Official code release for the CVPR 2024 paper: **OmniGlue: Generalizable Feature
Matching with Foundation Model Guidance**.

![og_diagram.png](res/og_diagram.png "og_diagram.png")

**Abstract:** The image matching field has been witnessing a continuous
emergence of novel learnable feature matching techniques, with ever-improving
performance on conventional benchmarks. However, our investigation shows that
despite these gains, their potential for real-world applications is restricted
by their limited generalization capabilities to novel image domains. In this
paper, we introduce OmniGlue, the first learnable image matcher that is designed
with generalization as a core principle. OmniGlue leverages broad knowledge from
a vision foundation model to guide the feature matching process, boosting
generalization to domains not seen at training time. Additionally, we propose a
novel keypoint position-guided attention mechanism which disentangles spatial
and appearance information, leading to enhanced matching descriptors. We perform
comprehensive experiments on a suite of 6 datasets with varied image domains,
including scene-level, object-centric and aerial images.
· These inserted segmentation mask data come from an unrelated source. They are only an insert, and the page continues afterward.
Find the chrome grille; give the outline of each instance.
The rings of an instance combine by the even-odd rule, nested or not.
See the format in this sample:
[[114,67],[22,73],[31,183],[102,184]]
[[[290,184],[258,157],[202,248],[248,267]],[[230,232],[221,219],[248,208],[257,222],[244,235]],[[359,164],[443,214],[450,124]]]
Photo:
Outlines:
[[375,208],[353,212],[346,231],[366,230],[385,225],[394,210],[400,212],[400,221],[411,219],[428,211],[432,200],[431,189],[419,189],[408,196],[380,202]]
OmniGlue’s novel
components lead to relative gains on unseen domains of 18.8% with respect to a
directly comparable reference model, while also outperforming the recent
LightGlue method by 10.1% relatively.

## Installation

First, use pip to install `omniglue`:

```sh
conda create -n omniglue pip
conda activate omniglue

git clone https://github.com/google-research/omniglue.git
cd omniglue
pip install -e .
```

Then, download the following models to `./models/`

```sh
# Download to ./models/ dir.
mkdir models
cd models

# SuperPoint.
git clone https://github.com/rpautrat/SuperPoint.git
mv SuperPoint/pretrained_models/sp_v6.tgz . && rm -rf SuperPoint
tar zxvf sp_v6.tgz && rm sp_v6.tgz

# DINOv2 - vit-b14.
wget https://dl.fbaipublicfiles.com/dinov2/dinov2_vitb14/dinov2_vitb14_pretrain.pth

# OmniGlue.
wget https://storage.googleapis.com/omniglue/og_export.zip
unzip og_export.zip && rm og_export.zip
```

Direct download links:

- [[SuperPoint weights]](https://github.com/rpautrat/SuperPoint/tree/master/pretrained_models): from [github.com/rpautrat/SuperPoint](https://github.com/rpautrat/SuperPoint)
- [[DINOv2 weights]](https://dl.fbaipublicfiles.com/dinov2/dinov2_vitb14/dinov2_vitb14_pretrain.pth): from [github.com/facebookresearch/dinov2](https://github.com/facebookresearch/dinov2) (ViT-B/14 distilled backbone without register).
- [[OmniGlue weights]](https://storage.googleapis.com/omniglue/og_export.zip)

## Usage
The code snippet below outlines how you can perform OmniGlue inference in your
own python codebase.

```py

import omniglue

image0 = ... # load images from file into np.array
image1 = ...

og = omniglue.OmniGlue(
og_export='./models/og_export',
sp_export='./models/sp_v6',
dino_export='./models/dinov2_vitb14_pretrain.pth',
)

match_kp0s, match_kp1s, match_confidences = og.FindMatches(image0, image1)
# Output:
# match_kp0: (N, 2) array of (x,y) coordinates in image0.
# match_kp1: (N, 2) array of (x,y) coordinates in image1.
# match_confidences: N-dim array of each of the N match confidence scores.
```

## Demo

`demo.py` contains example usage of the `omniglue` module. To try with your own
images, replace `./res/demo1.jpg` and `./res/demo2.jpg` with your own
filepaths.

```sh
conda activate omniglue
python demo.py ./res/demo1.jpg ./res/demo2.jpg
#
```

Expected output:
![demo_output.png](res/demo_output.png "demo_output.png")

## Repo TODOs

- ~~Provide `demo.py` example usage script.~~
- ~~Add to image matching webui~~ (credit: [@Vincentqyw](https://github.com/Vincentqyw))
- Support matching for pre-extracted features.
- Release eval pipelines for in-domain (MegaDepth).
- Release eval pipelines for all out-of-domain datasets.

## BibTex
```
@inproceedings{jiang2024Omniglue,
title={OmniGlue: Generalizable Feature Matching with Foundation Model Guidance},
author={Jiang, Hanwen and Karpur, Arjun and Cao, Bingyi and Huang, Qixing and Araujo, Andre},
booktitle={Proceedings of the IEEE/CVF Conference on Computer Vision and Pattern Recognition (CVPR)},
year={2024},
}
```

--------------------------------------------------------------------------------

This is not an officially supported Google product.